Judicial candidates often receive little scrutiny, but Hommel — who won the Independence Party primary in September — made headlines in May when he filed a $1 million federal civil rights lawsuit against the city, claiming that he was fired from his position as assistant corporation counsel 48 hours after he announced his run for judge. One city official, who declined to be identified, told the Herald at the time that because Hommel’s job responsibilities included representing the city in court — often in front of Tepper — his candidacy created a conflict of interest, a contention that Hommel disputes.

“The lawsuit is claiming that my civil rights were violated — it’s based on constitutional rights,” he said. “If I’m elected, I don’t see a conflict of interest serving as a judge in Long Beach, and the case would continue, and it would be up to a jury to see what my damages were.”

Neither Tepper nor Hommel would be able to serve a full 10-year term, since the mandatory retirement age for judges in New York is 70. Hommel could serve for nine years, while Tepper, who will turn 70 next July, could serve only until Jan. 1, 2015. If he were re-elected, the city manager could appoint a judge who would serve for less than a year, and be required to run in a regular election in November 2015.

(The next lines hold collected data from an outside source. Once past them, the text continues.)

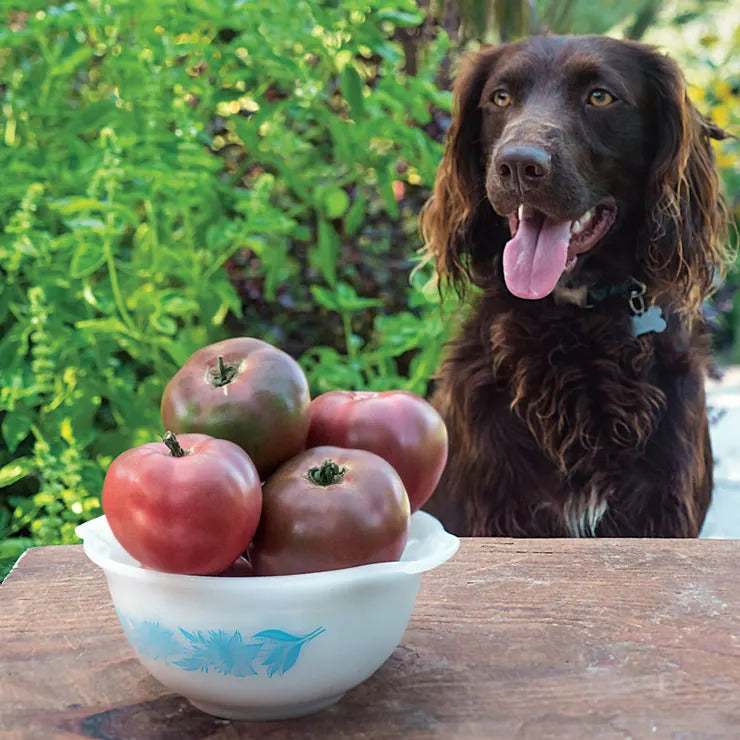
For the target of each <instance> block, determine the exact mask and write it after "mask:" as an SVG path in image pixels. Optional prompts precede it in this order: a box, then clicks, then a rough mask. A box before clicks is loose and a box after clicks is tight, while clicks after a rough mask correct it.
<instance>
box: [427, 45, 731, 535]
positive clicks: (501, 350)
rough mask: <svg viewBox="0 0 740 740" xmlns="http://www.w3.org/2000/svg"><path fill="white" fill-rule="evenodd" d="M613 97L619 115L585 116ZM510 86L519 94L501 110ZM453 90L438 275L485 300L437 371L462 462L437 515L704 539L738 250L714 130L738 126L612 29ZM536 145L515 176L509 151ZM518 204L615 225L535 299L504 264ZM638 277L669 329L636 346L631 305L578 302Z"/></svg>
mask: <svg viewBox="0 0 740 740" xmlns="http://www.w3.org/2000/svg"><path fill="white" fill-rule="evenodd" d="M610 88H612V89H617V90H618V91H619V94H618V95H617V94H615V95H614V96H613V99H614V102H613V103H611V104H610V106H609V108H608V109H607V106H604V109H603V110H598V111H595V110H593V109H592V108H589V107H583V106H582V105H581V101H583V100H586V99H588V100H589V101H590V100H591V97H590V96H589V91H590V90H591V91H592V90H594V89H599V90H603V89H606V90H609V89H610ZM502 89H503V90H504V91H505V92H506V94H510V100H511V101H513V102H510V103H507V105H506V106H503V107H501V106H493V105H492V104H491V95H492V94H493V95H499V98H498V99H499V100H504V101H506V98H505V96H504V97H501V93H500V92H499V91H500V90H502ZM454 97H455V116H454V119H453V122H452V125H451V127H450V130H449V132H448V136H447V141H446V149H445V153H444V156H443V159H442V162H441V164H440V167H439V171H438V175H437V179H436V182H435V188H434V194H433V197H432V198H431V199H430V201H429V202H428V203H427V205H426V207H425V209H424V211H423V212H422V216H421V222H422V231H423V234H424V237H425V243H426V250H427V254H428V256H429V258H430V259H433V260H434V262H435V264H436V268H437V272H438V275H439V277H440V278H441V280H442V282H445V281H446V282H448V283H450V284H452V285H453V286H454V287H455V288H456V289H457V291H458V292H459V293H460V294H463V295H464V294H466V293H469V291H468V290H467V289H468V287H469V286H470V285H471V284H472V285H473V286H475V290H474V293H475V295H474V297H473V299H472V300H471V302H470V314H469V317H468V319H467V321H466V323H465V324H464V325H463V327H462V329H461V331H460V332H459V334H458V336H457V337H455V339H453V341H452V342H450V344H449V345H448V347H447V349H446V353H445V357H444V359H443V361H442V364H441V367H440V369H439V372H438V377H437V387H436V390H435V394H434V398H433V401H434V403H435V405H436V406H437V408H438V409H439V410H440V412H441V413H442V415H443V417H444V418H445V421H446V423H447V426H448V431H449V436H450V457H449V462H448V465H447V468H446V470H445V473H444V475H443V478H442V480H441V481H440V484H439V486H438V488H437V491H436V492H435V494H434V496H433V497H432V499H431V500H430V502H429V503H428V505H427V507H426V508H427V509H428V510H429V511H431V512H432V513H434V514H435V515H437V516H438V517H439V518H440V519H441V520H442V522H443V524H445V526H447V527H448V528H449V529H450V530H451V531H454V532H456V533H458V534H462V535H508V536H593V535H601V536H604V535H610V536H666V537H693V536H696V535H697V534H698V532H699V530H700V528H701V525H702V522H703V520H704V516H705V514H706V510H707V508H708V506H709V503H710V499H711V489H712V455H711V447H710V440H709V433H708V424H707V416H706V406H705V398H704V376H705V372H706V368H707V363H708V358H709V349H710V348H709V340H708V337H707V334H706V331H705V329H704V326H703V324H702V322H701V305H702V302H703V300H704V299H705V298H706V297H707V295H708V294H709V293H710V292H711V290H712V288H713V287H714V285H715V284H716V281H717V279H718V278H719V277H721V275H722V272H723V267H724V264H725V262H726V258H727V255H726V252H725V249H726V246H725V240H724V228H725V224H726V219H725V212H724V209H723V206H722V201H721V198H720V195H719V189H718V178H717V174H716V170H715V167H714V160H713V155H712V149H711V146H710V142H709V139H710V138H722V136H723V132H722V131H721V130H720V129H718V128H717V127H715V126H714V125H713V124H711V123H710V122H708V121H706V120H705V119H704V118H702V116H701V115H700V114H699V113H698V112H697V111H696V109H695V108H694V107H693V105H692V104H691V102H690V101H689V99H688V97H687V95H686V87H685V84H684V81H683V77H682V75H681V73H680V71H679V69H678V68H677V67H676V65H675V64H674V63H673V62H672V61H670V60H669V59H668V58H667V57H665V56H663V55H661V54H659V53H658V52H657V51H656V50H655V49H653V48H651V47H647V46H644V45H642V44H637V43H633V42H626V41H616V40H614V39H607V38H603V37H565V38H563V37H537V38H533V39H530V40H527V41H524V42H520V43H518V44H513V45H503V46H498V47H491V48H487V49H484V50H482V51H481V52H479V53H478V54H475V55H473V56H472V57H470V58H469V59H468V60H467V63H466V65H465V67H464V68H463V70H462V72H461V73H460V75H459V77H458V79H457V82H456V85H455V95H454ZM597 97H598V96H597ZM499 108H502V109H499ZM507 147H509V149H508V150H507ZM512 147H513V149H512ZM533 148H534V149H536V151H537V152H539V153H538V154H537V156H538V157H540V159H539V160H536V161H535V162H534V164H532V160H531V157H530V159H526V160H525V165H526V167H528V168H529V169H527V170H524V169H519V170H516V176H512V167H521V166H523V165H520V164H518V163H517V161H516V160H511V158H509V159H507V158H506V157H510V154H509V153H510V151H514V152H515V153H517V156H519V154H518V153H519V152H522V151H524V152H525V154H526V155H527V156H530V155H529V152H530V151H531V150H532V149H533ZM545 155H546V157H545ZM512 161H514V164H513V165H512V164H511V162H512ZM540 161H541V162H544V163H545V165H546V166H545V165H543V168H542V169H540V166H539V164H537V162H540ZM517 176H518V178H519V179H517ZM521 203H524V205H525V206H526V207H527V208H529V209H530V211H531V213H533V214H535V216H536V217H537V218H540V219H545V221H546V222H547V223H550V221H552V222H553V223H560V222H563V223H568V222H570V221H573V220H574V219H576V218H577V214H579V213H583V212H586V211H587V209H589V210H588V213H592V212H593V213H594V214H597V216H598V215H599V214H603V213H607V215H608V217H609V218H611V219H613V223H612V222H609V221H604V223H606V224H610V225H609V227H608V230H607V231H605V233H603V235H602V236H601V237H599V238H598V240H597V241H596V242H595V243H594V244H591V245H589V246H588V248H584V250H583V252H582V253H581V252H579V251H578V250H575V252H576V254H575V255H571V251H570V249H571V248H570V247H569V251H568V265H567V268H566V269H565V270H564V272H563V274H562V276H561V277H560V278H559V280H558V282H557V284H556V286H555V287H554V288H553V289H552V290H549V292H547V294H546V295H542V296H539V295H538V296H537V297H536V298H535V299H532V298H530V297H526V298H523V297H517V296H516V295H514V294H512V290H511V289H510V287H511V286H510V285H509V283H511V284H512V285H516V283H515V281H514V278H512V277H510V273H509V274H507V272H506V265H505V260H504V258H503V256H502V255H503V252H504V246H505V245H506V243H507V242H508V241H509V240H510V239H512V236H511V233H510V229H514V230H515V231H516V229H517V224H518V223H520V222H519V221H518V220H517V218H515V217H514V215H513V214H514V213H515V212H516V208H517V204H521ZM601 204H606V205H605V206H602V205H601ZM602 207H603V208H604V210H603V211H598V210H597V209H598V208H602ZM520 213H521V212H520ZM527 213H529V211H528V212H527ZM525 217H527V216H525ZM592 218H593V219H594V221H596V222H598V218H596V216H593V217H592ZM599 218H601V216H599ZM547 219H550V221H547ZM512 224H514V226H512ZM597 225H598V224H597ZM542 228H543V230H544V227H542ZM604 228H606V227H604ZM542 233H544V231H543V232H542ZM523 238H524V237H523ZM594 238H595V237H594ZM512 241H513V240H512ZM585 241H588V239H587V238H585ZM537 249H539V247H537ZM509 264H511V261H510V263H509ZM509 270H511V268H509ZM532 274H533V275H534V273H532ZM632 278H635V279H636V280H637V281H640V282H642V283H643V284H644V285H645V286H646V288H647V292H646V296H645V299H646V301H647V302H648V303H654V304H655V305H657V306H660V307H661V309H662V310H663V313H664V315H665V316H666V319H667V322H668V324H667V327H666V329H665V331H663V332H659V333H658V332H648V333H645V334H642V335H640V336H637V337H635V336H634V335H633V333H632V329H631V316H630V309H629V304H628V296H626V295H621V294H617V295H614V296H612V297H610V298H606V299H605V300H603V301H601V302H599V303H598V304H597V305H595V306H593V307H590V308H585V307H582V306H580V305H574V304H573V303H572V302H570V301H569V300H567V299H566V300H562V298H563V296H567V295H569V294H570V293H572V292H575V293H578V292H579V291H581V292H584V291H585V289H586V288H591V287H593V286H604V285H606V286H610V285H618V284H620V283H622V282H624V281H628V280H630V279H632ZM507 281H508V282H507ZM532 281H534V282H532ZM519 282H521V279H520V280H519ZM531 282H532V284H533V285H535V286H536V288H537V290H540V292H544V290H543V289H542V288H541V285H540V283H541V282H542V281H541V280H540V281H539V282H537V281H535V279H534V278H531ZM533 290H534V289H533Z"/></svg>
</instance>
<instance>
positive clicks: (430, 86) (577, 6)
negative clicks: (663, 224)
mask: <svg viewBox="0 0 740 740" xmlns="http://www.w3.org/2000/svg"><path fill="white" fill-rule="evenodd" d="M0 7H2V8H3V10H2V17H0V106H1V108H2V116H0V172H1V173H2V177H1V178H0V232H1V233H0V430H1V432H2V434H1V435H0V578H1V577H2V576H3V575H4V573H5V572H6V571H7V569H8V568H9V567H10V565H11V564H12V563H13V562H14V560H15V559H16V558H17V557H18V555H19V554H20V553H21V552H22V551H23V549H25V548H26V547H28V546H30V545H33V544H55V543H69V542H74V541H76V538H75V536H74V527H75V525H76V524H78V523H79V522H81V521H83V520H85V519H87V518H90V517H92V516H96V515H97V514H99V513H100V499H99V492H100V489H101V485H102V481H103V477H104V474H105V470H106V468H107V465H108V463H109V462H110V461H111V459H112V458H113V457H114V456H116V455H117V454H119V453H120V452H122V451H123V450H124V449H126V448H127V447H130V446H133V445H136V444H140V443H143V442H145V441H151V440H153V439H155V438H156V437H157V435H159V434H161V433H162V429H161V423H160V419H159V400H160V396H161V392H162V390H163V387H164V384H165V383H166V382H167V380H168V379H169V378H170V377H171V375H172V374H173V373H174V372H175V370H176V369H177V367H178V366H179V365H180V364H181V363H182V362H184V360H185V359H186V358H187V357H188V356H189V355H190V354H191V353H192V352H193V351H194V350H195V349H197V348H199V347H200V346H202V345H204V344H206V343H209V342H213V341H217V340H219V339H222V338H224V337H227V336H233V335H238V334H244V335H251V336H258V337H261V338H263V339H266V340H267V341H270V342H272V343H274V344H276V345H278V346H280V347H282V348H283V349H285V350H287V351H288V352H290V353H291V354H292V355H293V356H295V357H296V358H299V359H300V362H301V364H302V365H303V367H304V368H305V370H306V373H307V375H308V377H309V380H310V383H311V387H312V391H313V392H314V393H319V392H322V391H325V390H328V389H330V388H337V387H341V388H373V389H383V388H407V389H411V390H414V391H416V392H419V393H424V392H425V390H426V384H427V381H428V378H429V376H430V375H431V374H432V373H433V371H434V369H435V367H436V364H437V360H438V357H439V351H440V347H441V344H442V342H443V341H444V339H445V337H446V336H447V335H448V334H449V332H450V330H451V327H452V326H453V325H454V323H455V320H456V316H457V313H456V311H455V308H456V307H455V305H454V303H452V302H448V301H445V303H444V305H443V306H441V305H440V304H439V302H438V299H437V293H436V288H435V287H434V285H433V284H431V283H430V282H429V279H430V277H431V276H430V274H429V273H428V272H426V273H425V272H424V271H423V270H421V271H418V272H415V273H412V270H413V268H414V266H415V264H416V257H417V251H418V249H419V247H420V245H421V242H420V238H419V234H418V229H417V215H418V212H419V209H420V207H421V205H422V204H423V202H424V201H425V199H426V198H427V197H428V195H429V192H430V187H431V185H432V182H433V179H434V174H435V170H436V167H437V164H438V162H439V159H440V156H441V152H442V140H443V137H444V134H445V131H446V129H447V126H448V125H449V122H450V94H449V87H450V80H451V78H452V76H453V75H454V69H455V64H456V61H457V59H458V58H459V56H460V54H461V53H463V52H464V51H466V50H469V49H472V48H475V47H476V46H477V45H479V44H480V43H490V42H497V41H500V40H510V39H516V38H519V37H521V36H522V35H526V34H529V33H536V32H541V31H544V30H548V29H549V30H552V31H556V32H568V33H608V34H610V35H614V36H617V37H629V38H635V39H643V40H646V41H650V42H653V43H657V44H659V45H660V46H661V47H663V48H664V49H665V50H667V51H669V52H670V53H671V54H673V55H674V56H675V57H676V58H677V59H678V60H679V61H680V62H681V63H682V64H683V66H684V69H685V71H686V75H687V78H688V79H689V81H690V83H691V93H692V96H693V99H694V100H695V101H696V103H697V104H698V105H699V106H700V108H701V109H702V110H703V111H704V112H705V113H707V114H708V115H710V116H711V117H712V118H713V119H714V120H715V121H716V122H717V123H719V124H720V125H723V126H728V127H729V128H730V129H732V130H734V131H735V132H737V127H736V126H737V119H738V91H739V90H738V88H739V86H740V67H739V65H738V58H737V48H738V45H739V43H740V31H739V30H738V10H737V9H733V7H732V4H731V3H730V2H720V1H719V0H716V1H714V2H702V1H701V0H627V1H625V2H622V1H619V2H618V1H617V0H602V1H601V2H593V0H480V1H476V0H427V1H426V2H423V1H422V0H419V2H415V0H370V1H364V2H363V1H361V0H158V2H150V3H133V2H129V1H128V0H107V1H103V0H89V1H86V2H82V1H80V2H67V3H63V4H58V5H50V4H47V3H28V2H26V3H24V2H21V1H20V0H18V1H17V2H13V1H12V0H11V1H10V2H7V0H3V2H2V5H1V6H0ZM717 155H718V161H719V164H720V167H721V170H722V174H723V179H724V184H725V191H726V193H727V196H728V199H729V201H730V204H731V208H732V209H733V210H734V214H735V217H736V218H737V215H738V196H739V194H740V173H739V172H738V161H739V156H740V152H739V150H738V144H737V142H736V141H727V142H724V143H722V144H721V145H718V148H717ZM737 285H738V276H737V274H736V273H734V272H733V274H731V276H730V279H729V280H728V281H727V283H726V285H725V286H724V287H723V288H722V289H721V290H720V291H719V292H718V294H717V296H716V297H715V299H714V300H713V301H712V302H710V303H708V304H707V307H706V309H707V316H708V318H709V319H710V321H711V322H712V324H713V326H714V328H715V339H716V347H717V349H718V352H719V353H720V355H721V356H722V357H723V358H724V359H725V360H726V361H732V360H740V298H739V297H738V293H736V288H737Z"/></svg>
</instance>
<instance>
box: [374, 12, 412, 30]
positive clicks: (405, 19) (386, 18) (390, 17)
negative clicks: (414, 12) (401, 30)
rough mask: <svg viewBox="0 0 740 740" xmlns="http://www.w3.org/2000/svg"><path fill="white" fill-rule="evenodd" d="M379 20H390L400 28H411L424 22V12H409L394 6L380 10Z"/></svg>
mask: <svg viewBox="0 0 740 740" xmlns="http://www.w3.org/2000/svg"><path fill="white" fill-rule="evenodd" d="M377 17H378V20H381V21H390V22H391V23H393V25H395V26H398V27H400V28H409V27H412V26H418V25H420V24H422V23H423V22H424V13H422V12H418V13H407V12H404V11H403V10H394V9H392V8H384V9H383V10H380V11H378V16H377Z"/></svg>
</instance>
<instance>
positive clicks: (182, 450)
mask: <svg viewBox="0 0 740 740" xmlns="http://www.w3.org/2000/svg"><path fill="white" fill-rule="evenodd" d="M162 441H163V442H164V443H165V444H166V445H167V449H168V450H169V451H170V454H171V455H172V457H185V455H187V454H188V452H187V450H184V449H183V448H182V447H181V446H180V443H179V442H178V441H177V437H176V436H175V435H174V434H173V433H172V432H165V434H164V437H162Z"/></svg>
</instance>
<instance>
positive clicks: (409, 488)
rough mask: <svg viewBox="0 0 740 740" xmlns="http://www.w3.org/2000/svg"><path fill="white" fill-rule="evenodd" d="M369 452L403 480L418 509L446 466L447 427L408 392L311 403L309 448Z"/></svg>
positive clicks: (306, 442)
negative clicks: (327, 447)
mask: <svg viewBox="0 0 740 740" xmlns="http://www.w3.org/2000/svg"><path fill="white" fill-rule="evenodd" d="M318 445H336V446H338V447H348V448H351V449H358V450H369V451H370V452H374V453H375V454H376V455H380V456H381V457H382V458H383V459H384V460H387V461H388V462H389V463H390V464H391V465H392V466H393V467H394V468H395V469H396V470H397V471H398V474H399V475H400V476H401V480H402V481H403V483H404V486H406V492H407V493H408V496H409V501H410V502H411V512H412V513H413V512H414V511H416V510H417V509H420V508H421V507H422V506H423V505H424V503H425V502H426V501H427V499H428V498H429V497H430V496H431V495H432V493H433V492H434V488H435V487H436V485H437V483H439V479H440V477H441V475H442V471H443V470H444V467H445V465H446V464H447V427H446V426H445V423H444V421H443V420H442V417H441V416H440V415H439V414H438V413H437V410H436V409H435V408H434V407H433V406H432V405H431V404H429V403H428V402H427V401H425V400H424V399H423V398H422V397H421V396H417V395H416V394H415V393H410V392H408V391H383V392H381V393H372V392H366V391H329V392H327V393H323V394H322V395H320V396H317V397H316V398H314V400H313V401H312V402H311V426H310V428H309V430H308V440H307V442H306V446H307V447H315V446H318Z"/></svg>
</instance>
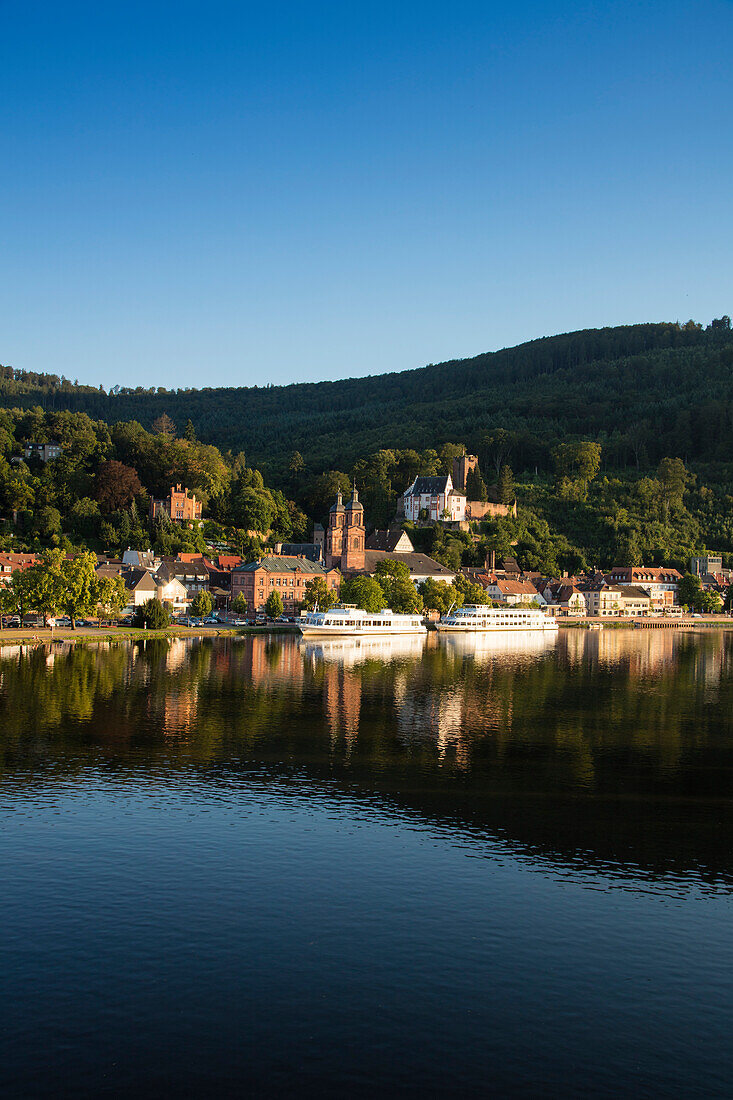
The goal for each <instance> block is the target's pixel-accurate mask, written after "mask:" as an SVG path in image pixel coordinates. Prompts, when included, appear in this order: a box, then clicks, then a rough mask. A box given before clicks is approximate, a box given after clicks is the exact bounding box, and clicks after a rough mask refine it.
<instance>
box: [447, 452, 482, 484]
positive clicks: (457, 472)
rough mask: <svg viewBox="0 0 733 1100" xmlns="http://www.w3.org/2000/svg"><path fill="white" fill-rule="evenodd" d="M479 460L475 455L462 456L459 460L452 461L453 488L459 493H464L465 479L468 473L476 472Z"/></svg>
mask: <svg viewBox="0 0 733 1100" xmlns="http://www.w3.org/2000/svg"><path fill="white" fill-rule="evenodd" d="M478 465H479V460H478V458H477V455H475V454H462V455H461V456H460V459H453V477H452V482H453V488H457V489H458V492H459V493H464V492H466V478H467V477H468V475H469V471H471V470H477V469H478Z"/></svg>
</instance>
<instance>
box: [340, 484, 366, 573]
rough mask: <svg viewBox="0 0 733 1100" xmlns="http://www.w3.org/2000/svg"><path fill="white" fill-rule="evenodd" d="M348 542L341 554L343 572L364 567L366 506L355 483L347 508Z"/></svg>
mask: <svg viewBox="0 0 733 1100" xmlns="http://www.w3.org/2000/svg"><path fill="white" fill-rule="evenodd" d="M344 538H346V543H344V547H343V552H342V554H341V572H342V573H357V572H359V570H362V569H363V568H364V541H365V538H366V530H365V528H364V506H363V504H361V503H360V500H359V493H358V492H357V486H355V484H354V486H353V492H352V494H351V499H350V500H349V504H348V506H347V509H346V535H344Z"/></svg>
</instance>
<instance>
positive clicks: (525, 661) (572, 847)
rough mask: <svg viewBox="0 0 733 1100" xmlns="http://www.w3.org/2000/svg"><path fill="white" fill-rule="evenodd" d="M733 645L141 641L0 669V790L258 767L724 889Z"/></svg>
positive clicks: (263, 639) (3, 658) (16, 647)
mask: <svg viewBox="0 0 733 1100" xmlns="http://www.w3.org/2000/svg"><path fill="white" fill-rule="evenodd" d="M732 735H733V637H732V636H731V635H727V634H724V632H722V631H721V632H716V631H715V632H709V634H702V632H701V634H697V635H690V634H678V632H676V631H672V630H658V631H654V630H648V631H647V630H644V631H631V630H623V631H622V630H605V631H599V632H595V631H581V630H567V631H560V635H559V637H547V638H546V637H541V636H535V637H532V636H526V637H524V638H523V637H521V636H517V635H511V636H508V637H507V638H499V637H497V636H477V637H474V638H460V637H458V638H457V637H450V636H449V637H447V638H441V639H438V638H436V637H435V636H433V637H429V638H428V639H423V638H402V639H400V638H395V639H379V640H376V639H375V640H351V639H350V640H346V641H341V640H338V639H333V640H328V641H319V642H307V643H303V642H298V641H297V640H296V639H294V638H287V637H285V638H284V637H272V638H262V637H258V638H227V639H218V640H212V639H206V640H204V639H192V640H183V639H174V640H171V641H163V640H150V641H146V642H140V643H133V645H128V643H120V642H110V643H107V645H105V646H99V647H92V646H84V645H79V646H54V647H53V648H51V647H48V646H37V647H31V648H26V647H13V648H11V649H7V648H6V649H3V650H2V651H1V653H0V777H1V778H3V779H4V780H6V781H9V780H12V782H13V784H18V783H21V784H22V783H23V782H29V783H30V782H34V781H35V780H34V778H33V777H34V774H35V773H36V772H37V770H39V769H41V770H42V771H43V772H44V773H45V772H47V770H48V769H50V768H53V770H54V773H55V774H59V775H62V774H66V775H75V774H78V775H81V774H83V773H84V770H85V768H86V767H88V766H89V763H90V761H91V760H94V761H98V760H99V759H100V756H101V759H103V760H105V761H107V762H109V763H113V764H114V767H116V768H117V769H118V773H119V774H134V777H135V779H136V780H138V781H141V778H142V781H144V782H150V783H151V784H154V783H157V782H161V781H162V780H161V778H160V777H161V771H160V767H161V766H162V764H164V766H165V769H167V773H168V774H171V769H175V768H182V767H184V766H185V767H186V768H190V767H197V768H201V767H206V768H208V769H211V768H215V769H217V774H223V773H227V772H230V773H232V774H233V773H241V772H242V770H243V769H244V770H247V769H253V768H254V769H258V768H262V767H266V769H267V772H269V774H270V775H273V777H274V775H285V777H293V774H295V773H297V774H298V775H300V777H306V775H307V779H308V783H309V784H311V788H313V789H314V790H316V789H318V785H319V784H321V785H322V784H331V788H332V784H333V783H336V784H337V787H340V789H342V790H344V791H346V790H347V789H348V791H349V793H350V795H354V796H358V798H361V799H363V800H365V801H369V800H378V801H379V802H381V804H383V805H387V804H389V805H390V806H392V807H393V809H395V810H397V811H400V812H404V813H409V814H414V815H416V816H418V817H419V818H420V820H423V821H427V822H430V823H433V824H438V825H440V826H445V825H447V826H449V827H450V828H451V829H455V831H456V835H457V836H458V835H460V832H461V831H464V832H468V831H470V833H471V835H472V836H475V835H477V831H479V834H482V835H484V836H486V837H496V836H502V837H504V838H508V839H511V840H512V842H513V843H516V844H519V845H521V846H523V848H524V850H526V851H528V853H536V854H537V855H538V856H539V855H540V854H541V856H543V858H544V859H547V858H549V859H551V860H555V861H559V862H565V864H568V865H569V864H570V862H572V864H573V865H576V864H577V861H578V860H581V861H582V862H583V864H584V865H586V866H588V867H591V866H592V867H594V868H597V869H600V871H599V872H600V873H603V868H604V867H605V868H610V867H619V866H623V867H631V866H634V867H637V868H642V869H644V870H645V872H646V873H655V875H664V873H668V872H670V871H671V870H674V871H676V872H677V873H680V872H681V873H685V872H687V871H689V870H692V871H694V873H697V875H698V876H701V877H703V878H704V877H707V878H708V879H710V880H712V879H718V880H723V879H724V880H726V881H727V880H731V879H733V846H732V845H731V838H732V835H733V834H732V831H731V826H732V824H733V815H732V813H731V811H732V807H733V801H732V795H733V736H732Z"/></svg>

New York voters will have an opportunity to change the age requirement on Nov. 5, if they approve an amendment to the state constitution that would allow state Supreme Court justices to serve up to five additional two-year terms past age 70, while appellate court judges could serve up to 10 years beyond that age as well. There has also been talk among state legislators of raising the retirement age for lower court judges.